|A shalshelet in Amos.|
From the music of Amos I also learn that the change in sublinear sign can be rare. When the prophet intones his three and four announcements, they are all intoned on one fundamental note with ornamentation. Mitchell in a forthcoming work on the Psalms of Ascent interprets a change of note as a stress marker, so I have put my dashed barlines at this point in the music. It works very well, so well that I no longer bother testing any other regular barline possibility. I count a phrase with 23 beats without a change in reciting note. (Amos 2:9). My music program can just handle it.
Here's an example of phrase structure within these first two chapters of Amos. This phrase is repeated 8 times with different objects in the first two chapters and each time (except for a minor variation for the children of Ammon) to the same music. It is music, pace the brilliant scholars who call them accents.
This is Amos 1:11a (to the rest point of the subdominant atenach) and its music.
|כֹּ֚ה אָמַ֣ר יְהוָ֔ה עַל־שְׁלֹשָׁה֙ פִּשְׁעֵ֣י אֱד֔וֹם וְעַל־אַרְבָּעָ֖ה לֹ֣א אֲשִׁיבֶ֑נּוּ|
|A return to the tonic for the children of Ammon|
So will I play any more with Amos - probably. There seems to be something to learn with every phrase I look at. I have left my PDF's and XML files at the shared location if anyone wants to help. (Don't you think you would find it fascinating! Let me know... ) And this kind of reading encourages slow and careful consideration. I think, for instance that the King James translation of these verses is over-determining the 'meaning' with the added words. Because the rest-point in the music demands a rest, the addition of words after turn away violates the rhythm and sense. The sense could easily be compassion and not vindictiveness.
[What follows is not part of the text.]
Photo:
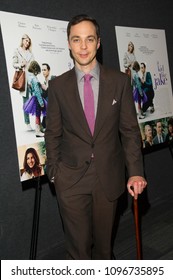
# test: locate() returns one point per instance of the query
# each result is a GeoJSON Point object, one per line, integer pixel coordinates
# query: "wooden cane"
{"type": "Point", "coordinates": [137, 231]}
Thus saith the LORD; For three transgressions of Edom, and for four, I will not turn away the punishment thereof; [KJV - read it for historical interest]One generation assumes punishment, another assumes consequences, another leaves the gap and prays. Certainly these places - all of them, are still in need of prayer today. I confess though I do not know how to pray for kleptocrats except that the consequences might be swift and the shame complete.